I was actually there to witness that episode and the subsequent 22 arrests, in spite of my aforementioned phobia, because I'd spent the night before boiling peanuts for my sweetheart not considering that, what with her spending the night in a fuchsia tent at Nickelsville and then surely wanting to stick around to be jailed, and me without a teleportation device, I would have to go there to deliver her the peanuts. So I went, and it was just coincidence that the police vans were arriving from the donut shop just the same time I arrived by bus.

It's the story of my life. I boil some peanuts for someone, then I think, oops, got to deliver the peanuts. I get there just as the cops do. Oh, look, doggies!

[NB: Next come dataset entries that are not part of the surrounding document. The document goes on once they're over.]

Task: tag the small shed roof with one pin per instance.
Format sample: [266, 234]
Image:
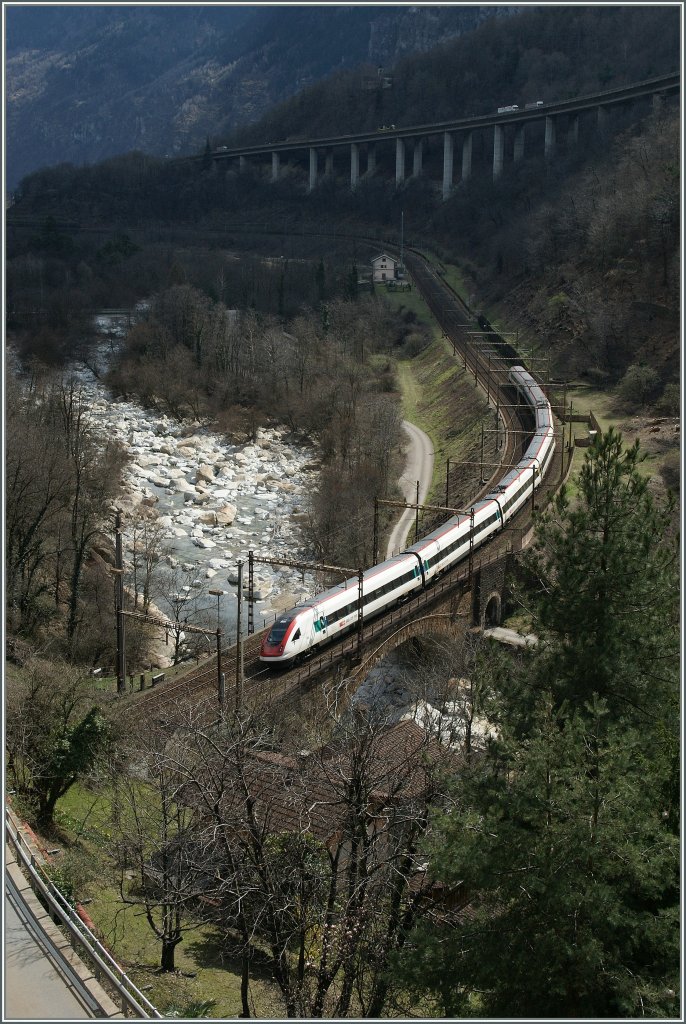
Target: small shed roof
[392, 259]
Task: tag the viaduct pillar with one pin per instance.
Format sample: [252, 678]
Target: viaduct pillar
[418, 157]
[519, 143]
[572, 131]
[447, 164]
[354, 164]
[550, 138]
[467, 157]
[602, 120]
[399, 161]
[499, 150]
[312, 169]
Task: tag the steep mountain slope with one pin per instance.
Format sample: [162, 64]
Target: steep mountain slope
[85, 83]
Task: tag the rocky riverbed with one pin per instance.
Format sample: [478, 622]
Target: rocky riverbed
[215, 501]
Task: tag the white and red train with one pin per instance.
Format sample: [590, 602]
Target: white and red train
[327, 615]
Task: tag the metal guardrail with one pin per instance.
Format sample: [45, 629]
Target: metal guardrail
[105, 969]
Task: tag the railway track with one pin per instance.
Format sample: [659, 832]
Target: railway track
[489, 370]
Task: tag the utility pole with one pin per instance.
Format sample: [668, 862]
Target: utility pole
[417, 516]
[239, 643]
[119, 604]
[220, 675]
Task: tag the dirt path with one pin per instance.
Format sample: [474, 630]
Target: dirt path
[419, 466]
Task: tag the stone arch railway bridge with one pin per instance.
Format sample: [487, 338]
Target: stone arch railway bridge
[470, 595]
[508, 129]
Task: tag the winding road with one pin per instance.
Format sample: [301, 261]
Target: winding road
[419, 468]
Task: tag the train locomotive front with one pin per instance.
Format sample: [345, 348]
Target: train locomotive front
[327, 615]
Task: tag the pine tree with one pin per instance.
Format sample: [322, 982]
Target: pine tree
[560, 841]
[607, 606]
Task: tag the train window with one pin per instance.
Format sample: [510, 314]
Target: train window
[279, 629]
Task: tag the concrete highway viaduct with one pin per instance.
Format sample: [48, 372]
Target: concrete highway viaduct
[508, 132]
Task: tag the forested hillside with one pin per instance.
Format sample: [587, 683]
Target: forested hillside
[501, 836]
[89, 82]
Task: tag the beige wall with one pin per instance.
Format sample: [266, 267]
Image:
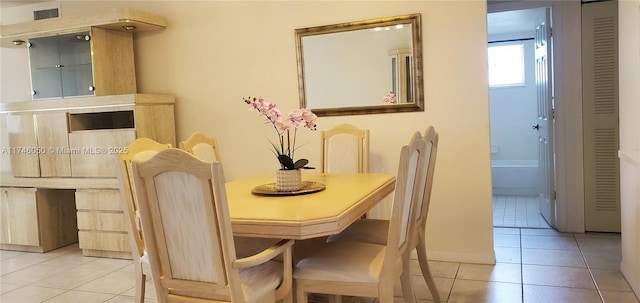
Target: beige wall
[629, 60]
[214, 53]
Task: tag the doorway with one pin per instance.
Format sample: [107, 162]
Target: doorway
[520, 172]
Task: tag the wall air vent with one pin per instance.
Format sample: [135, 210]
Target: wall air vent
[45, 14]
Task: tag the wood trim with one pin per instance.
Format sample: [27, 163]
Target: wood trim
[85, 104]
[114, 19]
[59, 183]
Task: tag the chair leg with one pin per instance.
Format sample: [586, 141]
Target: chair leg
[424, 267]
[405, 281]
[141, 279]
[288, 298]
[301, 295]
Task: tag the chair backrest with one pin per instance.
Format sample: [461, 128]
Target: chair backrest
[431, 139]
[139, 149]
[408, 186]
[345, 149]
[185, 219]
[202, 147]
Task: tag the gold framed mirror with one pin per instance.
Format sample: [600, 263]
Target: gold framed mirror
[363, 67]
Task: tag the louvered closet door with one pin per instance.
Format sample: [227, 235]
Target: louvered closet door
[600, 116]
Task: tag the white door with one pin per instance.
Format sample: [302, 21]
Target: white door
[544, 87]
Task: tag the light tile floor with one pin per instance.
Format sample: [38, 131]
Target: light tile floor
[532, 265]
[517, 211]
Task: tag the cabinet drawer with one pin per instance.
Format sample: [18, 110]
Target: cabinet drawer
[101, 221]
[98, 199]
[111, 241]
[98, 151]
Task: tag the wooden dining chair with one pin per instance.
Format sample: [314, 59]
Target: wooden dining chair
[375, 230]
[345, 149]
[139, 149]
[203, 147]
[187, 229]
[367, 269]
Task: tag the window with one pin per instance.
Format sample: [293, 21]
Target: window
[506, 65]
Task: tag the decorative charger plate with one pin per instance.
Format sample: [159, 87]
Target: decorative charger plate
[271, 190]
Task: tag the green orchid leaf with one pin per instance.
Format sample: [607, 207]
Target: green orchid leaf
[300, 163]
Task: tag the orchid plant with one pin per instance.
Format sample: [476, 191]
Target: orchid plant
[285, 148]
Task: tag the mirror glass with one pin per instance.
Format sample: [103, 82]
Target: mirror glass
[362, 67]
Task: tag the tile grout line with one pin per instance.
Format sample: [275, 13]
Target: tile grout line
[584, 259]
[521, 266]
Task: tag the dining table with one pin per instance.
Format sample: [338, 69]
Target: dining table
[326, 205]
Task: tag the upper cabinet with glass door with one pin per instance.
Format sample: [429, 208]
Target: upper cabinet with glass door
[73, 56]
[61, 66]
[81, 64]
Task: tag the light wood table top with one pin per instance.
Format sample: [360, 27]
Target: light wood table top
[346, 198]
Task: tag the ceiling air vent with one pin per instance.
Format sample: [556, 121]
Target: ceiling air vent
[45, 14]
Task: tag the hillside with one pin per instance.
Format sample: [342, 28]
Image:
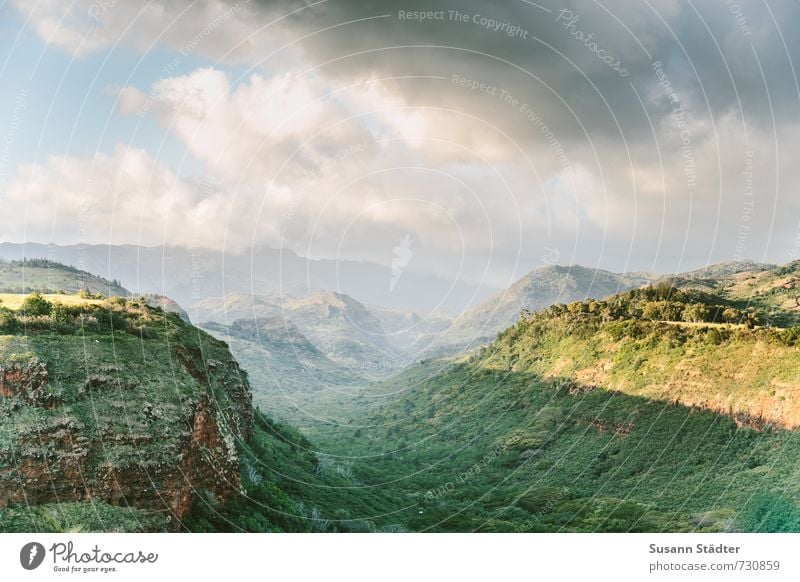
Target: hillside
[656, 410]
[290, 375]
[337, 325]
[121, 417]
[46, 276]
[540, 288]
[189, 275]
[772, 291]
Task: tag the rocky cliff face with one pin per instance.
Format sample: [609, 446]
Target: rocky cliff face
[148, 432]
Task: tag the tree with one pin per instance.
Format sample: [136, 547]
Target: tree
[695, 313]
[730, 315]
[35, 304]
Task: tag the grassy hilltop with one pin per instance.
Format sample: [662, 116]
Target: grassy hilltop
[654, 410]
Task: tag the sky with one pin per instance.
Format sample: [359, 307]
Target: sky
[482, 139]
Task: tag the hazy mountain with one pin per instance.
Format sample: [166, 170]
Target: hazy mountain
[337, 325]
[189, 276]
[638, 413]
[540, 288]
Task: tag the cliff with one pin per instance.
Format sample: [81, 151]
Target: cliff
[121, 403]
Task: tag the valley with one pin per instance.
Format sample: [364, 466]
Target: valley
[606, 403]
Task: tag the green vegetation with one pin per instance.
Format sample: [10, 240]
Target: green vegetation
[591, 417]
[291, 488]
[49, 277]
[121, 380]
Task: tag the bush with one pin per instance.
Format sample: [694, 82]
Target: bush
[36, 305]
[8, 321]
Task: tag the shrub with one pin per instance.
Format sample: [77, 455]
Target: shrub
[36, 305]
[8, 321]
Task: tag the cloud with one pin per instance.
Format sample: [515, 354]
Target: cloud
[120, 198]
[484, 131]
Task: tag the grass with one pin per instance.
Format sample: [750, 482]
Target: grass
[572, 424]
[14, 300]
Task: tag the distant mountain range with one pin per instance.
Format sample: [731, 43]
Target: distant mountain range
[189, 276]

It all worked out half well though. I did not get arrested. Anitra got caught and released. Governor Gregoire granted a reprieve to Nickelsville itself, letting the Nickelodeons cram as many tents onto a state owned parking lot as could fit, out of reach of the mayor. I got to talk to the people the mayor sent from Human Services to refer Nickelodeons to "proper" shelter in the system, and I tried to find out how they could do that with a straight face knowing that the shelters are full every night. Answer: they don't think about that. They just pass out referral cards to whoever takes them and call it a job done.

Here's your irony adventure: Some people took the cards and went to be referred to the shelter that the mayor keeps saying is there for them, and the referral agency gave them bus tickets and sent them back to Nickelsville!

Greg Nickels is like the owner of a row boat trying to bail it out with a Dixie cup after it's already sunk in 10 feet of water. Greg Nickels is a fool.

2 comments:

forrest said...

Hi Wes,
I see that nothing has changed since Anne & I were active (except your Governor sounds like an improvement!)

But you're still writing wonderful pieces! We intend to resurrect 'Street Light' on our return to San Diego... and I want to snatch your bailout column; I've read a bushel of serious heretic economists who made a lot of sense (~'Market instabilities did it, just like Minsky predicted in 1987!') but didn't achieve anything near your succinct, bottom line explanation (~This is about houses, and I'd like one, please!)

Anyway, we're enjoying a miraculous vacation (soft bed in castle, even nights; floor of hippypad full of antique instruments on odd nights; way too many nummy deserts and expensively uglified churches for our health) here in Austria where the govt houses homeless people (unless they're furiners from the other side of some nearby border) until we return to our no-livingroom housing overlooking San Diego's Hooker Hiring Boulevard (& thump-thump muzak appreciation driving area) It's been a change.

Methane trickles up.... but maybe we can still have Fun With Gooddeeds before the oceans turn entirely to sodypop and the world's fauna is downsized to gerbils & cockroaches?

BAJ said...

Well, don't expect to much of any politician or other power freaks who have money flying out their backside. They are fragile beings for whom it is not easy to understand other peoples. Furthermore how can anybody expect them to understand a world they are not even living in. They need help more than anybody. Imagine you were that inconsiderate and out of touch with reality, wouldn't you like people to help you back on track? It is sad that today, with all our knowledge and wisdom, we still consider being a politician a job and not a mental disease.